I know that there exists such a field, that is $\mathbb{Q}(\alpha^2)$ but I am not able to prove that this is the unique such field.

What I tried here is since $[\mathbb{Q}(\alpha):E]=2$, then $\alpha \in \mathbb{Q}(\alpha\setminus E)$ satisfies a degree $2$ polynomial over $E$. Say $f(x)=x^2+ax+b$ where $a,b \in \mathbb{Q}(\alpha) \cap E$. Now I assumed $a=a_0+a_1 \alpha+a_2 \alpha^2 \dots a_n \alpha^m $ and $b=b_0+b_1 \alpha+b_2 \alpha^2 \dots b_n \alpha^m $ and tried putting in the equation $x^2+ax+b=0$

Then I was able to conclude that $$b_0+(a_0+b_1)\alpha+(a_1+b_2+1)\alpha^2+(a_2+b_3)\alpha \dots (a_n)\alpha^n=0$$

Now I think this is getting too complicated.
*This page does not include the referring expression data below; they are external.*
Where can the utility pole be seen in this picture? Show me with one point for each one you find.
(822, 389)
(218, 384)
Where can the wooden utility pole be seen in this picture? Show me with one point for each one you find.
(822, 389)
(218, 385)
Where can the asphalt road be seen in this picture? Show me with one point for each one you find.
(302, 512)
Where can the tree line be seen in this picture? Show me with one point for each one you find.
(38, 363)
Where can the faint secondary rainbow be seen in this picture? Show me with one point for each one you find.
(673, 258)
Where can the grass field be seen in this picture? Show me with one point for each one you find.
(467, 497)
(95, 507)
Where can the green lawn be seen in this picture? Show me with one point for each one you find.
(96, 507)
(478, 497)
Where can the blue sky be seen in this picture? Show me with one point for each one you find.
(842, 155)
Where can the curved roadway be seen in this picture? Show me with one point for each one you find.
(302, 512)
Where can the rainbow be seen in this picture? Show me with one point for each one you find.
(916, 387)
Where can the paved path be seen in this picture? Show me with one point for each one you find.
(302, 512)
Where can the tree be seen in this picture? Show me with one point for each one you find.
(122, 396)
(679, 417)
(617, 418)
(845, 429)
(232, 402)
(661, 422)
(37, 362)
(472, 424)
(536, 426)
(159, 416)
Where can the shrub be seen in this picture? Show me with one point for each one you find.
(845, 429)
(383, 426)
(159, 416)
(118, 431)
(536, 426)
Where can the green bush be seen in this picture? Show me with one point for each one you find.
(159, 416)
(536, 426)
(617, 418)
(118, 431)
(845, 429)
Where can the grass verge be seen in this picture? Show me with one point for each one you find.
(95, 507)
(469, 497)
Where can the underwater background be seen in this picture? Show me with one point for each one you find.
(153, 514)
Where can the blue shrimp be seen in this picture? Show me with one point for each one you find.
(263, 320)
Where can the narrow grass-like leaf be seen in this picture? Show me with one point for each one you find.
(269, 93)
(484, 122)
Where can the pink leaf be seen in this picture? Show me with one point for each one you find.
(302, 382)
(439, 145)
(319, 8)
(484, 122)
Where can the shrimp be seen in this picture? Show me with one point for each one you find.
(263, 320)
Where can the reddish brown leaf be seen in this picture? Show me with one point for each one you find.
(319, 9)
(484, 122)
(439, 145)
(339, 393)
I also think that using Galois Correspondence, I can do it but it will be overkill. I want to take an elementary approach. And I havent used the fact that $\alpha$ is a real fourth root of $2$ above. Hence I would appreciate if someone can help.

Answer 1

The field has the obvious intermediate field $\Bbb{Q}(\sqrt2)$. As can be seen by Galois theory, it is the only intermediate field.

A possibly more elementary argument leading to this conclusion is the following.

The compositum of two quadratic extensions would be normal (or Galois, but I try to avoid Galois theory, so...). This quartic extension is not. Therefore there cannot be more than one intermediate field.

The details are based on the following two relatively simple facts. Ask, if you have not seen these facts and cannot prove them. The latter needs manipulations with numbers of the form $a+b\sqrt n$. My argument also needs the first properties of normal extensions.

Fact 1. If $K$ is a quadratic extension field of $\Bbb{Q}$ then $K=\Bbb{Q}(\sqrt n)$ for some square-free integer (that is, $n\neq 0,1$ and $n$ is not divisible by the square of any prime number).

Facst 2. Let $m,n$ be two distinct square-free integers. Then the fields $K_1=\Bbb{Q}(\sqrt n)$ and $K_2\Bbb{Q}(\sqrt m)$ (both subfields of $\Bbb{C}$) intersect trivially. That is, $K_1\cap K_2=\Bbb{Q}$.

On with the proof of the main claim. Assume contrariwise that the field $L=\Bbb{Q}(\alpha)$ has at least two subfields other than $\Bbb{Q}$. Both of them are then necessarily quadratic, so in view of the above facts we can find two distinct square-free integers $m$ and $n$ such that $\sqrt m$ and $\sqrt n$ are both elements of $L$. But, by Fact 2, $\sqrt m\notin\Bbb{Q}(\sqrt n)$, so we see that $$[\Bbb{Q}(\sqrt m,\sqrt n):\Bbb{Q}]=4.$$ Undoubtedly you have proven this as an exercise (or as an example in class) when $m=2, n=3$. The general case is similar but I use the facts instead.

Because $\Bbb{Q}(\sqrt m,\sqrt n)\subseteq L$, and we also have $[L:\Bbb{Q}]=4$, our contrapositive assumption has lead to the conclusion that $L=\Bbb{Q}(\sqrt m,\sqrt n)$.

Drums, please.

But the field $\Bbb{Q}(\sqrt m,\sqrt n)$ is the splitting field (over $\Bbb{Q}$) of the polynomial $(x^2-m)(x^2-n)$. Hence it is a normal extension of $\Bbb{Q}$. However, the irreducible polynomial $x^4-2$ (over $\Bbb{Q}$) has only two of its zeros in $L$. Hence $L/\Bbb{Q}$ cannot be normal. Contradiction.